Not every decision from the Supreme Court was going to be a victory for progressives. In a 5-4 ruling, the Supreme Court handed down a decision that begins to erode the protections that put limits on the amount of heavy metal pollution that can be produced by oil and coal plants.

At the center of the case was a rule that the EPA has been working to enforce that would cut down on the toxic mercury pollution released from these plants. Justice Scalia authored the majority opinion of the court and stated that the EPA acted illegally when it tried to evaluate how much the regulation would negatively effect the power industry.

“EPA must consider cost- including cost of compliance – before deciding whether regulation is appropriate and necessary,” Scalia wrote. “It will be up to the [EPA] to decide (as always, within the limits of reasonable interpretation) how to account for cost.”

Continuing to delay the EPA’s enforcement of the law continues to allow power plants to pollute and act with abandon. The Supreme Court’s decision, however, does not, in itself invalidate the EPA’s ability to act.

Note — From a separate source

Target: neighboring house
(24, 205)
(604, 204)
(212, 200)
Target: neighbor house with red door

The case will now be remanded back to the D.C. Circuit Court to decide in light of the Supreme Court’s ruling. If Scalia’s opinion is to inform the D.C. Court’s decision, though, it does not look good.

“It is not rational, never mind ‘appropriate,’ to impose billions of dollars in economic costs in return for a few dollars in health or environmental benefits,” wrote Scalia, adding, “no regulation is ‘appropriate’ if it does significantly more harm than good.”